Set up a data science client for Python development on SQL Server Machine Learning Services

Applies to: SQL Server 2016 (13.x), SQL Server 2017 (14.x), and SQL Server 2019 (15.x), SQL Server 2019 (15.x) - Linux

Python integration is available in SQL Server 2017 and later, when you include the Python option in a Machine Learning Services (In-Database) installation.

Note

Currently this article applies to SQL Server 2016 (13.x), SQL Server 2017 (14.x), SQL Server 2019 (15.x), and SQL Server 2019 (15.x) for Linux only.

To develop and deploy Python solutions for SQL Server, install Microsoft's revoscalepy and other Python libraries your development workstation. The revoscalepy library, which is also on the remote SQL Server instance, coordinates computing requests between both systems.

In this article, learn how to configure a Python development workstation so that you can interact with a remote SQL Server enabled for machine learning and Python integration. After completing the steps in this article, you will have the same Python libraries as those on SQL Server. You will also know how to push computations from a local Python session to a remote Python session on SQL Server.

Client-server components

To validate the installation, you can use built-in Jupyter Notebooks as described in this article, or link the libraries to PyCharm or any another IDE that you normally use.

Tip

For a video demonstration of these exercises, see Run R and Python remotely in SQL Server from Jupyter Notebooks.

Commonly used tools

Whether you are a Python developer new to SQL, or a SQL developer new to Python and in-database analytics, you will need both a Python development tool and a T-SQL query editor such as SQL Server Management Studio (SSMS) to exercise all of the capabilities of in-database analytics.

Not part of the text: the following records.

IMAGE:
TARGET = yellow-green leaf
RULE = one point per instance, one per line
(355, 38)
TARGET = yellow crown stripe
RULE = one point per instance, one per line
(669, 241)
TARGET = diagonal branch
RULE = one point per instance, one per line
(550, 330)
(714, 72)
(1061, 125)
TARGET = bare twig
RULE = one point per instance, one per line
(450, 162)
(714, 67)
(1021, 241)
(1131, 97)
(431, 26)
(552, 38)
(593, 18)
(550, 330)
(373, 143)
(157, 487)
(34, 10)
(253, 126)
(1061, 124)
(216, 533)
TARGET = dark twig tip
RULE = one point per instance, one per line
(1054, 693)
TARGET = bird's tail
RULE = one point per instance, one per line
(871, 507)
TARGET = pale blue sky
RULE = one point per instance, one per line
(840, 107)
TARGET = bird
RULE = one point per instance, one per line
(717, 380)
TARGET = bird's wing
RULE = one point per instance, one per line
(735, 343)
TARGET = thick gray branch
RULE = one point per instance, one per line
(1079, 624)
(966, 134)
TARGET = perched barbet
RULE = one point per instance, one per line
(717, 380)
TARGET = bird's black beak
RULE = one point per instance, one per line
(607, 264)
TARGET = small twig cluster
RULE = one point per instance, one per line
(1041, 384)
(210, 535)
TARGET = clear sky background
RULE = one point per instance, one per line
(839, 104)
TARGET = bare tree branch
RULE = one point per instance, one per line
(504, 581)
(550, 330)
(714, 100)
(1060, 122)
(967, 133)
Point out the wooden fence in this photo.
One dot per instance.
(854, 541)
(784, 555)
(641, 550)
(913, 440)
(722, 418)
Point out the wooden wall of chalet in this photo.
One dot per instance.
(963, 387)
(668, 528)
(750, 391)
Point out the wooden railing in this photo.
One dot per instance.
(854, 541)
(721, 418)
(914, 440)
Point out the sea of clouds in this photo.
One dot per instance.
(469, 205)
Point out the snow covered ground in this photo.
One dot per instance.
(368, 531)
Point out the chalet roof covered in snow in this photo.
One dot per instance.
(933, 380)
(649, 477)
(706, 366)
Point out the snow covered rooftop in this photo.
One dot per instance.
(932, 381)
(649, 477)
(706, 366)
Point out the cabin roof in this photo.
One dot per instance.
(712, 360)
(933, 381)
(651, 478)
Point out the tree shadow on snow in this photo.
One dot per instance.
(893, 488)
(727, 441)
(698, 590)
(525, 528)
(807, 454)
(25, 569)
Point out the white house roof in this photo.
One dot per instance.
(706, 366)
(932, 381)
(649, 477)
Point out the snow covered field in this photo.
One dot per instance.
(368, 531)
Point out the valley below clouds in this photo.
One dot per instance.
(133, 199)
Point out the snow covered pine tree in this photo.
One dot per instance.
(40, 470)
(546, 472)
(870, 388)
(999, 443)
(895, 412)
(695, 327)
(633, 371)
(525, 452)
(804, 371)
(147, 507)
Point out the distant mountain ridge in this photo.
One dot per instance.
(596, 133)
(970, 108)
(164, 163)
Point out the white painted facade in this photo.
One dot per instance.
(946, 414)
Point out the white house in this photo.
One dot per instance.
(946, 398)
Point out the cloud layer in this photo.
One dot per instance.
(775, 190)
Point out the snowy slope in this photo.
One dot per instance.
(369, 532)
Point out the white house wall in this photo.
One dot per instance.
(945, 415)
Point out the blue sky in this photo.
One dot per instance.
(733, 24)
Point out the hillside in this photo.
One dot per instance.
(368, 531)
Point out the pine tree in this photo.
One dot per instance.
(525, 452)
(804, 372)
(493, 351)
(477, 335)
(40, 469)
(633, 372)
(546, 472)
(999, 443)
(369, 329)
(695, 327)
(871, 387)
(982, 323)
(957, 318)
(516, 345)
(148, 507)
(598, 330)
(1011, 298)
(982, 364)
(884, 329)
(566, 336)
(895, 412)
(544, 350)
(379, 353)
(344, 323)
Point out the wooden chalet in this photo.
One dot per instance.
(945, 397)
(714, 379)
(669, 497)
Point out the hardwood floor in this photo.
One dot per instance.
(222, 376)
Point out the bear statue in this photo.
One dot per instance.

For Python development, you can use Jupyter Notebooks, which come bundled in the Anaconda distribution installed by SQL Server. This article explains how to start Jupyter Notebooks so that you can run Python code locally and remotely on SQL Server.

SSMS is a separate download, useful for creating and running stored procedures on SQL Server, including those containing Python code. Almost any Python code that you write in Jupyter Notebooks can be embedded in a stored procedure. You can step through other quickstarts to learn about SSMS and embedded Python.

1 - Install Python packages

Local workstations must have the same Python package versions as those on SQL Server, including the base Anaconda 4.2.0 with Python 3.5.2 distribution, and Microsoft-specific packages.

An installation script adds three Microsoft-specific libraries to the Python client. The script installs:

  • revoscalepy, used for defining data source objects and the compute context.
  • microsoftml providing machine learning algorithms.
  • azureml which applies to operationalization tasks associated with a standalone server context and might be of limited use for in-database analytics.
  1. Download an installation script.

  2. Open a PowerShell window with elevated administrator permissions (right-click Run as administrator).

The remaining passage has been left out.